Experts at the table, final of three parts: CDC verification setup issues; debug; use models; methodologies; correlating with silicon.
Semiconductor Engineering sat down to discuss where the industry stands on clock domain crossing with Charlie Janac, CEO of Arteris; Shaker Sarwary, VP of Formal Verification Products at Atrenta; Pranav Ashar, CTO at Real Intent; and Namit Gupta, CAE, Verification Group at Synopsys. What follows are excerpts of that conversation. For Part One, click here. For Part Two, click here.
SE: What is the impact of time of market pressure on CDC issues?

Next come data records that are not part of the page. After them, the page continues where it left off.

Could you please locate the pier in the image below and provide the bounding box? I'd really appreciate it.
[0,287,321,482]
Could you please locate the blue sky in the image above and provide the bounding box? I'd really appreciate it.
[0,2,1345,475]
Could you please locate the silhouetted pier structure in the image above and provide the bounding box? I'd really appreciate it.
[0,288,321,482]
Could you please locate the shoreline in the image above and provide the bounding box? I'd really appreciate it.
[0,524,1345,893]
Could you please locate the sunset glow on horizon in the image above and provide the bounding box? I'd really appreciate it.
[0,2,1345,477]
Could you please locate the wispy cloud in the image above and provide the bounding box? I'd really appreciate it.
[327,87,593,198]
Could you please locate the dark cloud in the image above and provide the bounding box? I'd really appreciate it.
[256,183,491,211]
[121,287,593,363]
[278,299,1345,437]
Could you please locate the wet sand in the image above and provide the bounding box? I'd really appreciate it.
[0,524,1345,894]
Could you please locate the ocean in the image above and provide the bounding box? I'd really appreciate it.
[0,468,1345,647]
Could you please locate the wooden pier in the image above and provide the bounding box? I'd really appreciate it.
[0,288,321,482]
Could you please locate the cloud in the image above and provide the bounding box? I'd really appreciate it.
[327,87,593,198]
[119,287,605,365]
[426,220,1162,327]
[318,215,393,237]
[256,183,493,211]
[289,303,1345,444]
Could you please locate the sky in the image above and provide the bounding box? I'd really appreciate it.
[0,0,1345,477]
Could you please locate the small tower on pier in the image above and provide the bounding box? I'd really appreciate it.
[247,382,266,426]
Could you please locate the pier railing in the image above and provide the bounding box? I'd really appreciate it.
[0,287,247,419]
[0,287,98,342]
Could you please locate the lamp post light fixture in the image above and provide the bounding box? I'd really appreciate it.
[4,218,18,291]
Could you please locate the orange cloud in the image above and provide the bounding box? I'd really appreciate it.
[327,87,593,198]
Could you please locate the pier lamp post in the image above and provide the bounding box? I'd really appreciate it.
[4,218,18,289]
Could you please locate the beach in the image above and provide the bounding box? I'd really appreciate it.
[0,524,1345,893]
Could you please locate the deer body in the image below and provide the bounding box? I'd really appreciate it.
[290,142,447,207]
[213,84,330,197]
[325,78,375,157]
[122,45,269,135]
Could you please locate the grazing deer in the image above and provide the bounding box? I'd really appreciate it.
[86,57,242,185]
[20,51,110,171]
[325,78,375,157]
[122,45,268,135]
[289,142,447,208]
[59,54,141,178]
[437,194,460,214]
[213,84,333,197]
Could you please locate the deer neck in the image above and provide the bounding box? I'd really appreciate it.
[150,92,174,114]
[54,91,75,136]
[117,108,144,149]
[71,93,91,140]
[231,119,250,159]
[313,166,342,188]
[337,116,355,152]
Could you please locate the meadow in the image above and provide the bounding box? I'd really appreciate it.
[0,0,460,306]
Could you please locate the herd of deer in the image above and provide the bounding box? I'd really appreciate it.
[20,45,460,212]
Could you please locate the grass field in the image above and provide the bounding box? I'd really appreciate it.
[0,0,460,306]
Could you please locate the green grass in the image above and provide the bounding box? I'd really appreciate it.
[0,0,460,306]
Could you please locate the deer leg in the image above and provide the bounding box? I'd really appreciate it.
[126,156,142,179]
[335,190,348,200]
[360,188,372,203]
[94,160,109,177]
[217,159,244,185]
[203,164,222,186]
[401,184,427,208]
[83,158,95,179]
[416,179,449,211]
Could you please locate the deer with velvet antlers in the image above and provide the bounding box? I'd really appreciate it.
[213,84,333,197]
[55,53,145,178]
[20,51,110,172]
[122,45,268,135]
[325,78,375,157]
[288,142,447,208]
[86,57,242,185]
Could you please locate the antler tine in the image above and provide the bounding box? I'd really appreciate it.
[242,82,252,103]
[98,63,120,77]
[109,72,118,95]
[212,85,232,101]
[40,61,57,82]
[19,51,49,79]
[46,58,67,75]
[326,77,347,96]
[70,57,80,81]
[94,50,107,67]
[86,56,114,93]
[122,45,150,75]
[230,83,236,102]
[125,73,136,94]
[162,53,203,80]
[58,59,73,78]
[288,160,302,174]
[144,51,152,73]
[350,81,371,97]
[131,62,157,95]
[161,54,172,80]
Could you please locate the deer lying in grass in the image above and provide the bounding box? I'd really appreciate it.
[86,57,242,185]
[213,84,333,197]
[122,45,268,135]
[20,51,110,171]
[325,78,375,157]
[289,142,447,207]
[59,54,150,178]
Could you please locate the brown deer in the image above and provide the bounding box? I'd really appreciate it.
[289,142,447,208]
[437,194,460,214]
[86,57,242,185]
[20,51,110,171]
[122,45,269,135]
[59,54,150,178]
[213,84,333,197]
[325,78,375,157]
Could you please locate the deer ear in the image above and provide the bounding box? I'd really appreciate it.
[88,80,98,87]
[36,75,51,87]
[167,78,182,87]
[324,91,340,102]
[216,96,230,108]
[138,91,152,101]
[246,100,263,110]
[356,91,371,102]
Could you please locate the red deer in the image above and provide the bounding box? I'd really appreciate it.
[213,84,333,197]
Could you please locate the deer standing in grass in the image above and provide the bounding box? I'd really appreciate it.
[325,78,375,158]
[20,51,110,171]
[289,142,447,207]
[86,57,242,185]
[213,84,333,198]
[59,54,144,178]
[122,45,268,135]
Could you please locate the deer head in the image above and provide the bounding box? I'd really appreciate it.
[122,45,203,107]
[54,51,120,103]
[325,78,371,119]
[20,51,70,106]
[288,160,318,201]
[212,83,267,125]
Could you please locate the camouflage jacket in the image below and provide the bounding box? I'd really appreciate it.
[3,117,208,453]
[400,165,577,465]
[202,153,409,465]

Gupta: We have to see from a customer perspective — they have less time to market, the designer has very little time. I’ll keep on reinforcing this point because that was given as a requirement to us, why we chose to development a CDC solution. [The customer] said, ‘We have all the setup, why can’t we just run a CDC verification from you? Why do we have to create another setup? Why do we have to go through this limitation of all the methodology limitation for the IP handoff or the hierarchical flows, and all those kinds. Why can’t we just do the complete verification?’ The third very important piece is the debug. When the results are there, how can I make decisions based on the results? Debug has to be seamless… All of the native commands of the implementation tools are available…Then, can someone tell the designer when the violation comes out where the root cause is? They need the tool to be able to say, here is your problem and here is how you can debug it.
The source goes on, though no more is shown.